C'est dans l'air du temps depuis quelques années, la culture de masse allait forcément en faire écho. Voilà donc la série "indignation" de Brian Michael Bendis. Loin d'un récit basé sur les idées détestables des néo-hippies bobos, le scénariste aborde le sujet frontalement en projetant une ado lambda dans un maelström d'ultra-violence.
Scarlet donc, dont le petit ami se fait brutalement éclater le crâne par un flic suite à un simple contrôle de papiers. Loin de s'accabler, la miss enquête et découvre rapidement un réseau de corruption gangrenant la police de Portland. Au lieu de suivre les procédures classiques Scarlet décide de se venger elle-même en traquant et tuant les flics les plus impliqués dans les détournement de fonds et la violence gratuite.
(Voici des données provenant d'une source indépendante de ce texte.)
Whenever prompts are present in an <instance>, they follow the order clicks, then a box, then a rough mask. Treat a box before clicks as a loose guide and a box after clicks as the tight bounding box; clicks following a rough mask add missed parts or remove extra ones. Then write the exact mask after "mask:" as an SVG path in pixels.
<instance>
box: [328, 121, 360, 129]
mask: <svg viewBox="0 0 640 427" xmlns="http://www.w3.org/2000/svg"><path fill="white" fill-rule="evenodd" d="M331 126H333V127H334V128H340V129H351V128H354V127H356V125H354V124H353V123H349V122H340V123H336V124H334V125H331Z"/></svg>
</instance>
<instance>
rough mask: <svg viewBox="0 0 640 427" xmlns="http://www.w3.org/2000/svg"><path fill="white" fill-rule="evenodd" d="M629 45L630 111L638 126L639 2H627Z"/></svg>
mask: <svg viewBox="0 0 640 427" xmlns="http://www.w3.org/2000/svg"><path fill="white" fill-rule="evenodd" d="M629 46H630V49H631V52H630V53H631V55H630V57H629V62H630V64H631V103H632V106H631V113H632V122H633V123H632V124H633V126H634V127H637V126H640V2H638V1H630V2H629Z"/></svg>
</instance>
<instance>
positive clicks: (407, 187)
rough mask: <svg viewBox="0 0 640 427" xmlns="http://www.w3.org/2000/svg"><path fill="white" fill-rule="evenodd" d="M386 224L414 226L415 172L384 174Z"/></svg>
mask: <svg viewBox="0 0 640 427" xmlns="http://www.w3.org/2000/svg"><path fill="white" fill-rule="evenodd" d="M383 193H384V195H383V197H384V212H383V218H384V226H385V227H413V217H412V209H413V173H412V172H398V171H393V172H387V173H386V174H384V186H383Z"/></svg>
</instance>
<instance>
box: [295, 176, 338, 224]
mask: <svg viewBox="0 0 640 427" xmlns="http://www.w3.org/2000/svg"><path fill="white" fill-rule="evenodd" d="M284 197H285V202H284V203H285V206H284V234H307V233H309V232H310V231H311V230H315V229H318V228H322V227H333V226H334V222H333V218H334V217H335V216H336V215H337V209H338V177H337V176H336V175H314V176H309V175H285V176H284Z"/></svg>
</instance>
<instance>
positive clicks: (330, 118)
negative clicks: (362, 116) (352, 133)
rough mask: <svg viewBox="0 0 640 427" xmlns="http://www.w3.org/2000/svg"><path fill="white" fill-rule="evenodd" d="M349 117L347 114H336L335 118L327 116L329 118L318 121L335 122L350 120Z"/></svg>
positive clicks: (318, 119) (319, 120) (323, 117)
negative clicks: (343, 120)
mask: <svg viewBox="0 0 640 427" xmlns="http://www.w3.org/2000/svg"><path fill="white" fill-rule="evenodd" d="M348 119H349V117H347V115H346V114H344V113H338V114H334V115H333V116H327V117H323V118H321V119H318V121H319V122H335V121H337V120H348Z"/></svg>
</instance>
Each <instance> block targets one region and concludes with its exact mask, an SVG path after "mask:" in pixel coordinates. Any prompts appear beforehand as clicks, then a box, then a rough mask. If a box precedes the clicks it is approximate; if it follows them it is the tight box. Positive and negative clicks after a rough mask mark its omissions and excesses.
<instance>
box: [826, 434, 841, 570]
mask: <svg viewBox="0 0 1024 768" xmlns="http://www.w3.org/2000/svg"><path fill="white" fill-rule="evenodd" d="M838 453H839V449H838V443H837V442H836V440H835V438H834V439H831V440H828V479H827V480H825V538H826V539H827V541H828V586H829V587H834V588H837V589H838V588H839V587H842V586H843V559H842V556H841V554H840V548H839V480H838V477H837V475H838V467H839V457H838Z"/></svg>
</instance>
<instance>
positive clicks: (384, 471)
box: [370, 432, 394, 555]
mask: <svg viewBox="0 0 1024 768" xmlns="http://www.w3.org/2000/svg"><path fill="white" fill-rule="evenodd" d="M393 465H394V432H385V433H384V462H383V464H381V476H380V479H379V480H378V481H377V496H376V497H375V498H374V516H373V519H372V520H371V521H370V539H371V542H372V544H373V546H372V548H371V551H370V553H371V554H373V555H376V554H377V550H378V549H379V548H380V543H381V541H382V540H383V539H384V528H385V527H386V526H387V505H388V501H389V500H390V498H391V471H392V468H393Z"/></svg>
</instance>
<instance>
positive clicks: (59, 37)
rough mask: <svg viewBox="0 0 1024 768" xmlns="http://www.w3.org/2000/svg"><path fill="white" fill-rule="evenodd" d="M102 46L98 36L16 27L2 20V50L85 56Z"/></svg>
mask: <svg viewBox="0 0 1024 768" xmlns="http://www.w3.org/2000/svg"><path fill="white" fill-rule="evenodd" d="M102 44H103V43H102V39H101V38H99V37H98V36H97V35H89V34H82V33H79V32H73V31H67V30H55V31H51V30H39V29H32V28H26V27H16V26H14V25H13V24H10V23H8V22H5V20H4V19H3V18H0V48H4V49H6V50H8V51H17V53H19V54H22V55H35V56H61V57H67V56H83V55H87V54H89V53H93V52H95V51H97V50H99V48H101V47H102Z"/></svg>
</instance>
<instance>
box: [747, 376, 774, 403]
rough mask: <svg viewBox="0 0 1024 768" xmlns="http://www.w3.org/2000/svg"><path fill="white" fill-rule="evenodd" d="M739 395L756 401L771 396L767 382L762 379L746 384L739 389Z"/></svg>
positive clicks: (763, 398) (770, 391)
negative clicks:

C'est là que la plume particulière de BMB entre en jeu en incorporant des faits de société récents à son récit. Les exécutions sont filmées et revendiquées en étant postées sur internet afin de dénoncer cette corruption mais surtout le laxisme total des autorités politiques face au problème. Un énorme imbroglio médiatique est ainsi échafaudé jusqu'à l'organisation d'une flash-mob via les réseaux sociaux afin de manifester l'indignation générale.
De bonnes idées mais malheureusement BMB ne développe pas assez le sujet et se contente d'aligner des séquences efficaces certes, mais sans aucune résonance politique ou sociale. Là où il aurait pu questionner ces nouveaux moyens de communication et de revendication ainsi que l'efficacité de leur impact sur les institutions politiques, médiatiques et policières traditionnelles, leurs effets retombent platement.
L'impression de lire une série sans aucun enjeu se fait donc rapidement ressentir et annihile tout plaisir d'attendre la suite et de réfléchir sur les évolutions sociétales abordées. Dommage, le sujet est pourtant vaste et encore très peu abordé dans la culture populaire. La fin ouverte laisse tout de même la place à un changement de ton ainsi qu'à une remise en perspective des sujets en les abordant d'une autre manière. A voir si cela sera plus pertinent...
On notera tout de même un parti pris narratif inhabituel: Scarlet adresse ses états d'âmes directement au lecteur. Procédé astucieux qui permet de poser certaines questions et d'évoquer une réflexion sur les décisions qu'elle doit prendre, son épopée étant bien sûr une succession d'événements plus ou moins improvisés.
Mais l'intérêt principal de Scarlet est le graphisme admirable d'Alex Maleev. Le travail sur les postures et les expressions est bluffant de réalisme malgré un trait brouillon. Les couleurs sont idéalement choisies ainsi que l'atmosphère des arrières plans souvent basés sur des photographies de Portland. Cela fait très longtemps qu'un dessinateur n'avait à ce point réussi à poser un univers graphique si classe.